Takeover tycoons focus on a particular way to compare prices to earnings. Here’s why investors should pay attention.

Written by Hyunsoo Rim and Segun Olakoyenikan; Edited by William Baldwin

The enterprise multiple is a ratio that compares a company’s enterprise value to its earnings before interest, tax, depreciation, and amortization. In letters: EV/Ebitda.

In the numerator: Enterprise value is what an acquirer would pay to acquire the operating assets of a business. It’s equal to the market value of common equity plus debt outstanding minus cash on hand. Hypothetically, a buyer could own an operation free and clear by buying all the common shares, paying off all the mortgages and then grabbing the cash in the till to help pay for the deal.

In the denominator: Ebitda is one measure of the profit flow belonging to that hypothetical acquirer.

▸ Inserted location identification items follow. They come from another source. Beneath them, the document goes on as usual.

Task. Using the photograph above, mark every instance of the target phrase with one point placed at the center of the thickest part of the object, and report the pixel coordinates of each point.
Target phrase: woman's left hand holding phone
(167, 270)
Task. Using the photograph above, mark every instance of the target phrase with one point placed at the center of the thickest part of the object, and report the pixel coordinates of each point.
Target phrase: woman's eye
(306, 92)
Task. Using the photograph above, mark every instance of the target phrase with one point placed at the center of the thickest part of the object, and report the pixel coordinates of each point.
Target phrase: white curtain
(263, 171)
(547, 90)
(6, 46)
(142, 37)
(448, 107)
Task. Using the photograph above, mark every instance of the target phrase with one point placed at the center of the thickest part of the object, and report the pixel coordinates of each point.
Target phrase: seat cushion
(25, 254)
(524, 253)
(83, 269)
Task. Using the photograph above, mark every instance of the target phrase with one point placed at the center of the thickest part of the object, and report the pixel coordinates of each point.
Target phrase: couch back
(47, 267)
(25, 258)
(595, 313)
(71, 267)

The resulting ratio is a starting point in the plotting of a private equity dealmaker. If you buy something at an enterprise value of $1 billion and a 10x multiple of Ebitda, you potentially have $100 million a year coming in with which to pay off any debt used to finance the deal. If, say, half the purchase price were borrowed, the loan could be easily serviced even at a fairly stiff interest rate.

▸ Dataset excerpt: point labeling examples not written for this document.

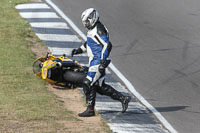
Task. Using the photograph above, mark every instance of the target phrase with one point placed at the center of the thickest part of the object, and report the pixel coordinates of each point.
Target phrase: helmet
(90, 17)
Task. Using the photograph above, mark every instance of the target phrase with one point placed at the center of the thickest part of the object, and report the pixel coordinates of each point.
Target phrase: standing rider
(98, 48)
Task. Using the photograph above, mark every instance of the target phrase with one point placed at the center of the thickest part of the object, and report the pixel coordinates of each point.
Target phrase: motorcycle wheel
(74, 77)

Last year, according to Morningstar subsidiary PitchBook, the median private equity buyout took place at a multiple of 12.3 times Ebitda. That gives investors some idea of what an average business is worth. Another useful comparison: Among the larger companies in the YCharts database, the median enterprise multiple is 13. (Excluded in the calculation are the companies whose multiples are missing or meaningless.)

The companies in the table stick out with valuations quite distant from those medians. The cheap ones may be justifiably cheap. Peabody Energy is in a line of work despised by environmentalists. Signet Jewelers has outlets in has-been shopping malls. There’s no excitement in cement or den furniture.

Investors have their reasons for bidding up the multiples of the second group of companies. Eli Lilly makes anti-obesity drugs that are suddenly in great demand. Palo Alto Networks and Palantir, both in the business of protecting us from bad guys, might be on the verge of hauling in enormous profits.

Still, the valuations can give investors a reason to pause. Is a glamorous stock overbought? Is a disfavored company getting cheap enough for a takeover?

The Ebitda multiple is just one tool in an analyst’s kit and it has to be viewed alongside other metrics, like the price/earnings ratio. Two companies with identical P/Es might show up with very different enterprise multiples if they have different levels of debt or debt financed at different rates. If you are looking for a bargain, either as a leveraged buyout artist or as an investor buying 100 shares, you want your target to be cheap in relation to its industry peers across multiple valuation metrics.

The reason that business buyers care about Ebitda as much as bottom-line profit is that it’s a good measure of the operating success of a business, better than a profit number that is impacted by such non-operating factors as taxes, interest and the paper deductions for amortization of goodwill and depreciation of equipment.

But taken by itself, Ebitda may give a misleading picture of profitability. A business owner, to be sure, does not have to write out a check for depreciation, which is no more than a bookkeeping entry reflecting past equipment purchases. But the owner does have to replace worn-out equipment.

In a 2000 shareholder letter that has since become a reference point for highlighting the shortcomings of Ebitda, Warren Buffett questioned, “Does management think the tooth fairy pays for capital expenditures?”

Lesson: You should look at the Ebitda ratio but also look at other things, like the P/E ratio.